By Srikanth Samudrala, Co-founder & CTO, ekincare
It was only after The European Union drafted the General Data Protection Regulation (GDPR) in 2018, that the entire world began to prioritize data privacy laws. GDPR is now regarded as the gold standard of data privacy legislation and has therefore influenced legislation in many countries including India. Since 2018, the Indian Government has been working to make individual data privacy a priority in the virtual world. On November 18 2022, a new draft digital personal protection bill was released that focused on personal data, hefty penalties for non-compliance, and relaxed rules on cross-border data transfer.
Even before the recent Data Protection Bill, the Government introduced The Digital Information Security in Healthcare Act (DISHA), India’s HIPAA equivalent, aimed at providing healthcare data privacy, security, confidentiality and standardisation. DISHA also contemplates the establishment of the National Electronic Health Authority (NeHA) and the State Electronic Health Authority (SeHA). While DISHA and the recent data privacy bill changes are a welcome step, India might need additional investments and a deeper look towards data and overall healthcare innovation.
Criticality of data in healthcare
In earlier days, healthcare data was handwritten by medical personnel that is voluminous to handle and store. The advent of technology enabled storage and retrieving of such data at the tap of a finger, but this ease of technology comes with its own risks. As digitalisation increases, data breaches and cyber-attacks have become much more regular, making patient information more vulnerable. That is why the greatest level of data privacy is vital in healthcare services as the people entrust healthtech companies with such data.
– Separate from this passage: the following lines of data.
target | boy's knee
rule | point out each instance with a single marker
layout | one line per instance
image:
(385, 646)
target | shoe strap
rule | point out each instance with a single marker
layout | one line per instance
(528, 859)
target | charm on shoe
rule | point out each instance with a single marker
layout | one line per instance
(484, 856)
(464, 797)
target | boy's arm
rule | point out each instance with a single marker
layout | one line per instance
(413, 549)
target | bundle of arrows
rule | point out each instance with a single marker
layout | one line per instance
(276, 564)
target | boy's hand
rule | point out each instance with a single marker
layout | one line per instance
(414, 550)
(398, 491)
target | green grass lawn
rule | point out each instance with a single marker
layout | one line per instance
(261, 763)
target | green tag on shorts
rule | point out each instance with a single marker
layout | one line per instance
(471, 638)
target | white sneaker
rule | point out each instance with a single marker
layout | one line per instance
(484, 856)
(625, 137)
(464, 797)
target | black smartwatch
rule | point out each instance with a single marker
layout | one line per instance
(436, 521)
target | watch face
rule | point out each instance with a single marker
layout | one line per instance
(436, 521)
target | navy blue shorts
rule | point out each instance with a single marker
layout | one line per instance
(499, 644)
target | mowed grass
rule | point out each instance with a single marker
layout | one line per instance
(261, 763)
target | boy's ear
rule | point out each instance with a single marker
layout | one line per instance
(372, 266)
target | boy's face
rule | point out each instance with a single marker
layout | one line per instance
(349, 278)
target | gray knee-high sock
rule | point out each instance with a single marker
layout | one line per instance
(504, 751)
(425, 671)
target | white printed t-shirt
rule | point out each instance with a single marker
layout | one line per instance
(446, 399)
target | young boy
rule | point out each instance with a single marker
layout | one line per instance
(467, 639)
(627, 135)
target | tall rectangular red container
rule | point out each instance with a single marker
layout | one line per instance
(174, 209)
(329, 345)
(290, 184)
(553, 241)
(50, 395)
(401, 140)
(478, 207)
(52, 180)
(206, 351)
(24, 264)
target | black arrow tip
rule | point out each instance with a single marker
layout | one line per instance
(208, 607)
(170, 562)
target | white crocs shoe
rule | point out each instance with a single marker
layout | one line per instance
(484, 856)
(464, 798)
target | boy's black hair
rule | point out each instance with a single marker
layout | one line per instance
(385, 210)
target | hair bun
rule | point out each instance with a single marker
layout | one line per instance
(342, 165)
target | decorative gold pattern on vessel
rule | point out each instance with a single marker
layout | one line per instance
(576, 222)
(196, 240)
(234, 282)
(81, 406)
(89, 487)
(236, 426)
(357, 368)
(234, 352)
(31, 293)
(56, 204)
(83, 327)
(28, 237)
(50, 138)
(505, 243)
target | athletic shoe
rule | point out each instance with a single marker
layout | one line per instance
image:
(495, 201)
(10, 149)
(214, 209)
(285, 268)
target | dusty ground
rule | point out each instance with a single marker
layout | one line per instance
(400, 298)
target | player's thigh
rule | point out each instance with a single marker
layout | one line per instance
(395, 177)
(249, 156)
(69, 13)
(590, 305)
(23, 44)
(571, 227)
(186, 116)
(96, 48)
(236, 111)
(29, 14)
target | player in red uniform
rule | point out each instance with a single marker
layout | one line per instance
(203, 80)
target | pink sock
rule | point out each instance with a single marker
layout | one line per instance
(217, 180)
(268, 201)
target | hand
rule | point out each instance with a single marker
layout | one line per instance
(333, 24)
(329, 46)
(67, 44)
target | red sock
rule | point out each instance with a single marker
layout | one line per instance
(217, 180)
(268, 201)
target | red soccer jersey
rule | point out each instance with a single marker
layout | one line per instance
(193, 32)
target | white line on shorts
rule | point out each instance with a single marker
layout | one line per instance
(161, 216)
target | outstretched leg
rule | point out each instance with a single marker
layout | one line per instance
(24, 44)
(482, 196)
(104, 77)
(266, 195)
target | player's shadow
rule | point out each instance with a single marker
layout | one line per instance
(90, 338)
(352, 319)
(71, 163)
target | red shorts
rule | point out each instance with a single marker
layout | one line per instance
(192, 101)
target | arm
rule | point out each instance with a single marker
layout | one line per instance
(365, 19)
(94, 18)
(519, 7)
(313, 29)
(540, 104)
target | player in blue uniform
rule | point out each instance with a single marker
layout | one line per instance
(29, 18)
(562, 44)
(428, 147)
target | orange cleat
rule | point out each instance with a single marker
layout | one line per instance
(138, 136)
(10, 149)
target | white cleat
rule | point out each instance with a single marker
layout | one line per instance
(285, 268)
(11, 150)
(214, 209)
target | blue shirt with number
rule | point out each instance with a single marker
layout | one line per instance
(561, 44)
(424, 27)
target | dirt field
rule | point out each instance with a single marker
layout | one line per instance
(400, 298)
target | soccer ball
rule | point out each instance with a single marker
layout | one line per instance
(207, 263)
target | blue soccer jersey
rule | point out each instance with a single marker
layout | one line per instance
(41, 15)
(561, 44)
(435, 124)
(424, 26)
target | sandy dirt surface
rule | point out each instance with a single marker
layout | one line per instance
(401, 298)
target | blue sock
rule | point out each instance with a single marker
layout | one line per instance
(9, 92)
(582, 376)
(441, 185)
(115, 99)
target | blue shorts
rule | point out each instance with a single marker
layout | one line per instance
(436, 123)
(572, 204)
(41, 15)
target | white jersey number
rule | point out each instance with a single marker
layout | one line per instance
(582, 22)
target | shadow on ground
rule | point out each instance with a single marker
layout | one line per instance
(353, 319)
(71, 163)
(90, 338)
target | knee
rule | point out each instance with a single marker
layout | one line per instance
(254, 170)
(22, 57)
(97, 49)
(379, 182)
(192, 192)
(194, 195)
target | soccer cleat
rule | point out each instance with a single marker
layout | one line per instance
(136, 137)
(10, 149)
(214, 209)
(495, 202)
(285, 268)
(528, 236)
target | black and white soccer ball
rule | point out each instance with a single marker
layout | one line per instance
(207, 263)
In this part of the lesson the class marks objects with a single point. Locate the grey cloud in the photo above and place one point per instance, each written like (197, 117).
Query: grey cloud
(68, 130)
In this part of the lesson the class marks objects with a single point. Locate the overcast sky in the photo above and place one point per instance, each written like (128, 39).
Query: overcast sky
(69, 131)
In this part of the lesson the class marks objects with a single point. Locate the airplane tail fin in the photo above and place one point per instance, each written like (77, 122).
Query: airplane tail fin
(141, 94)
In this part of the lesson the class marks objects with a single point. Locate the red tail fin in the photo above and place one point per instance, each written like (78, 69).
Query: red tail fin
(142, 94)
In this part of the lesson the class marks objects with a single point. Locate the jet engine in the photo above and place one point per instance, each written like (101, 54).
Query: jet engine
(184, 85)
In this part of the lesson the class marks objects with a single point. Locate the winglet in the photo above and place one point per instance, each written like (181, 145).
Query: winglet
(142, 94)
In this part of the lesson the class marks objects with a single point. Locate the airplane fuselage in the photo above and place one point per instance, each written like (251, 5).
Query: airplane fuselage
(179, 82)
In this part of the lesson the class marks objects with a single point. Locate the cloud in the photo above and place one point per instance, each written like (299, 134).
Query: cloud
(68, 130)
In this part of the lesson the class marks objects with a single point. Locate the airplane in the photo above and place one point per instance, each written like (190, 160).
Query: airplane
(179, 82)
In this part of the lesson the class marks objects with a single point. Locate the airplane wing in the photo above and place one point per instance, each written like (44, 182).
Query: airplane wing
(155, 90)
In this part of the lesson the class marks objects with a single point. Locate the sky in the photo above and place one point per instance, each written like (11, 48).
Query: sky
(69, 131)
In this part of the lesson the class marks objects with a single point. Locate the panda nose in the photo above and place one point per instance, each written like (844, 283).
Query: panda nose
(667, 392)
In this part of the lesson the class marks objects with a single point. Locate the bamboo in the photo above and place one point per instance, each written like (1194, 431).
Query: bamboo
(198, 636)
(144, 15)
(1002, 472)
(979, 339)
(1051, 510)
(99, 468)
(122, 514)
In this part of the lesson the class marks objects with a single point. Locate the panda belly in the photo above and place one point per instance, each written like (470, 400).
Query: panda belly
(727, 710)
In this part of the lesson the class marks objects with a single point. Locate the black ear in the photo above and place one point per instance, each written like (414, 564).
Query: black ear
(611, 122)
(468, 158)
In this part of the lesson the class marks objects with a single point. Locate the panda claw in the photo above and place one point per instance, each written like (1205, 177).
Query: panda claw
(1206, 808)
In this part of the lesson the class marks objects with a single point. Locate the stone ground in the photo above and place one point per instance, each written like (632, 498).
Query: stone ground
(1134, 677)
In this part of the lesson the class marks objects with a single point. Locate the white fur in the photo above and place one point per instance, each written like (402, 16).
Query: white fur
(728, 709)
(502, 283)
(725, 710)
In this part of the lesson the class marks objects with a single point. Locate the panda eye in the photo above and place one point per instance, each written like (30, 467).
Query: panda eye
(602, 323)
Nowadays, data is critical in information warfare. Data is a necessary component of AI. As a result of digital revolutions, the amount of data about an individual is expanding. Health records must adhere to strict data privacy regulations. The threat is posed not just by hackers, but also by organisations that engage in malicious activities or use backdoor methods to obtain data.
Data breaches can enable hackers to utilise healthcare data to blackmail and extort people while also causing them significant pain. They can also utilise medical information to perpetrate fraud, such as insurance fraud. Another risk is that unencrypted medical data exposes the victim’s identity, bank accounts, and so on. Last year, a US based cybersecurity firm reported that attackers from China compromised an Indian healthcare website and breached more than 68 lakh health records which contained information of patients and doctors. According to the firm, the average cost of a single stolen record in healthcare is US$ 380, which is the highest among all the industries. Chinese backed (invested) startups overseas, including India, will now also need to tread more cautiously considering India’s laws will now have more stringent measures in place to penalise breaches. More recently, five AIIMS servers were targeted by hackers and China’s role was suspected in this attack. In another incident, a data set of a hospital in Tamil Nadu contained patient data that was reportedly being sold on the dark web.
At the grassroot level, some of the major challenges we face in healthcare data security are lack of awareness, digital literacy, role based access and governance by the healthtech ecosystem.
Lack of awareness is the most difficult issue to address! Health care workers who gather patient data require some level of data security training. If workers are not provided with fundamental instructions, it becomes very difficult to arrest or, in certain situations, avert the breach.
Healthcare professionals are usually not trained in tech simply because it’s not a part of their day to day job. But with basic training, anyone can learn how to handle tech and software. Digital literacy emphasizes, among many things, the importance of online safety skills, basics of internet safety such as creating strong passwords, understanding and using privacy settings, and knowing what to share or not on social media.
Any infrastructure inside the business that handles patient data should be configured with role-based access. Role-based access operates on the premise that persons with restricted access to information will also have restricted access to data and other information.
Indian brands in the health-tech space, have put in place widely accepted industry norms for data protection and security. They recognise that electronic health records contain sensitive data and hence put in place systems and practices, to mitigate data theft/ hacking.
The Government of India has a global role to play when it comes to information exchange. It houses one of the largest populated countries of the world with the highest digital illiteracy rate. Digital health adoption needs to be carefully balanced by stringent data protection measures. Loss of trust dents the ecosystem and slows down the adoption of digital health. Digital Privacy laws are still in the infancy stage in India. In the context of employer-led benefits, the onus is on the employer to ensure compliance of data protection. One, then, needs to take extreme measures in maintaining data encryption, data security, and regular training for healthcare personnels so as to maintain compliance with India’s data protection law. There is therefore, a strong governance and regulatory framework needed to ensure data protection. With these introspections in place, we will witness a change in the way healthcare and health-tech is delivered.